Future Storage Might Be Just Solid State And Tape
Storage technology will change drastically, but the only way to become more efficient is to understand what you have, and what you need, according to an eWEEK Europe panel debate
Companies adopting new storage technologies could find in five years time that they have solid state disks and tape, and no spinning disks, according to speakers in an eWEEK Europe webinar held today.
Solid state disks are faster and more reliable than hard disks, while tape uses less energy, is more reliable for long term storage and is “greener” – a combination of features that could simply squeeze out hard disks from the picture in future, according to some of the speakers in the webinar.
“From an energy consumption option, we might see tape coming back as a storage option,” said Hamish Macarthur of Macarthur Stroud International. Tape uses no energy until it is read or written, so it is possibly the most green technology, but its resurgence is a little way off, said Macarthur: “I think we are looking ten to fifteen years into the future.”
A vicious circle of budget cuts
As well as the future, eWEEK Europe’s panel considered the current state within data centres. “There is a vicious circle of budget cuts creating short term thinking,” said Phil Jones, chief technology officer at Shoden Data Systems UK, pointing out that these short term decisions add up to a crisis, because storage bought piecemeal will be more expensive and impossible to manage: “There is a management issue at the heart of this, before we start to look at the technical side of this.”

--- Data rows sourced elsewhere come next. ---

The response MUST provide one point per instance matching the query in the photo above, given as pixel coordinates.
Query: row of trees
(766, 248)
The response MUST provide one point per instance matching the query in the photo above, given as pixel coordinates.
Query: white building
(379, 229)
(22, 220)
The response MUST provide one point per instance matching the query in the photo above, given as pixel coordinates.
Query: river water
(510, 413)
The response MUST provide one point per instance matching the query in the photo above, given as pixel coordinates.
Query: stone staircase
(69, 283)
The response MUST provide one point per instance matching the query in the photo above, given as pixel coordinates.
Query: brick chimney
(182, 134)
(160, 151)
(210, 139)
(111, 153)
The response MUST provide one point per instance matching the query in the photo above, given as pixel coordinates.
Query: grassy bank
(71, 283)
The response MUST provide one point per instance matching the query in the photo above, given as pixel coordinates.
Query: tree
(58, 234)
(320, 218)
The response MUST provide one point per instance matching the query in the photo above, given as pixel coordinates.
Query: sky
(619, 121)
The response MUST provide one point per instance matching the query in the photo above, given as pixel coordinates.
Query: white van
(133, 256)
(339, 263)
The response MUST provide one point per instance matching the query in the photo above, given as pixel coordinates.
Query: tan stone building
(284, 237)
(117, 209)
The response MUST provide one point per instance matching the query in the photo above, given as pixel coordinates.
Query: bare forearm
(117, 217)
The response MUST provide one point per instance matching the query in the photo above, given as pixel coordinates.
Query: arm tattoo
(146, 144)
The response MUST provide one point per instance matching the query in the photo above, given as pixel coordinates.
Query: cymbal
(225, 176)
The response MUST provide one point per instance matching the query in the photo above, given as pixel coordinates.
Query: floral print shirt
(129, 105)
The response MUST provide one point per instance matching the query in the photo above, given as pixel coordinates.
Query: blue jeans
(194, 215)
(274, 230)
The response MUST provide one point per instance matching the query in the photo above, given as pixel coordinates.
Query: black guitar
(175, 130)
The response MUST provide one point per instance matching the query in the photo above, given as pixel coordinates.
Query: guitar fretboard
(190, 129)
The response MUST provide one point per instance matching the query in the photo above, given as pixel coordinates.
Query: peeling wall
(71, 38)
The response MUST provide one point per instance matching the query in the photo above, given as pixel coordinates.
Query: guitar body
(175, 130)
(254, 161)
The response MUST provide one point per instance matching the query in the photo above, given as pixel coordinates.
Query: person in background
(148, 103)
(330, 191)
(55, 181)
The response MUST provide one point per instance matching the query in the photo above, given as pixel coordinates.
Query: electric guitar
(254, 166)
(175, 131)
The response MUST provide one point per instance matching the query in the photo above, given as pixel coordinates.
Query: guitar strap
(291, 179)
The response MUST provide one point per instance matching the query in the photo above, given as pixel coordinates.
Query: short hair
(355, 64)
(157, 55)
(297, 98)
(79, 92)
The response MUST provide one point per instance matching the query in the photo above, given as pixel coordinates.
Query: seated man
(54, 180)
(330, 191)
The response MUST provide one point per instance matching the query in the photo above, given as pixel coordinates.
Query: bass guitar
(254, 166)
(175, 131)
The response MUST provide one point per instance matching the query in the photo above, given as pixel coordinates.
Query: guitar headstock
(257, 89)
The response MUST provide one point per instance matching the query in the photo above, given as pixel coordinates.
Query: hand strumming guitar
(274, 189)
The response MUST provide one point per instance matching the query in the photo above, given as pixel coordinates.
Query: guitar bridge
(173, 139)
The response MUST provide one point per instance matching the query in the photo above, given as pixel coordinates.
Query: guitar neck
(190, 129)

This crisis leads to a surprising result: although overall IT spend is constrained, storage seems to be completely out of control. “In a $2 billion organisation you are fairly safe in assuming that the IT spend is around 4.1 percent, or $82 million,” said Nikki Wilton, who offers audits as a service as director of data management at Unisys. “The alarming thing is the increase in storage spend.”
About 18 percent of the IT spend goes on hardware, and in 2007, ten percent of hardware money went on storage – but by 2009, this had shot up to 17 percent, despite a tightening of the IT budget. That means a $2 billion company is now spending $2.5 million a year on storage – and the figure is still growing, she says. “Storage is the last bastion of IT that hasn’t been modernised,” said Wilton. “People are buying storage on a project-by-project basis which is probably the most inefficient way to buy infrastructure. ”
In the short term, the best way to save money is to understand and consolidate the storage people have already. This sort of audit can be very revealing according to Wilton. Best practice for storage efficiency is to have around 75 percent of a company’s storage used but, in a Unisys survey, fifty percent of users said they were no more than 50 percent utilised. A live survey of the eWEEK webinar audience, found that 60 percent were prepared to admit they simply did not know what proportion of their storage was allocated: “I’m impressed by the level of honesty, but this was entirely anonymous,” said Wilton.
“I can think of one large UK bank that keeps 11 copies of the same data live on Tier 0, or the highest level of storage they have, in order that they can do things with it, which is hugely wasteful,” said Jones.
Understanding the problem is the key to starting to solve the problem, said Jones: “If you are underallocating but always seem to be running out, then you have a provisioning problem, and certainly a degree of pooling, virtualisation and rationalisation is needed.”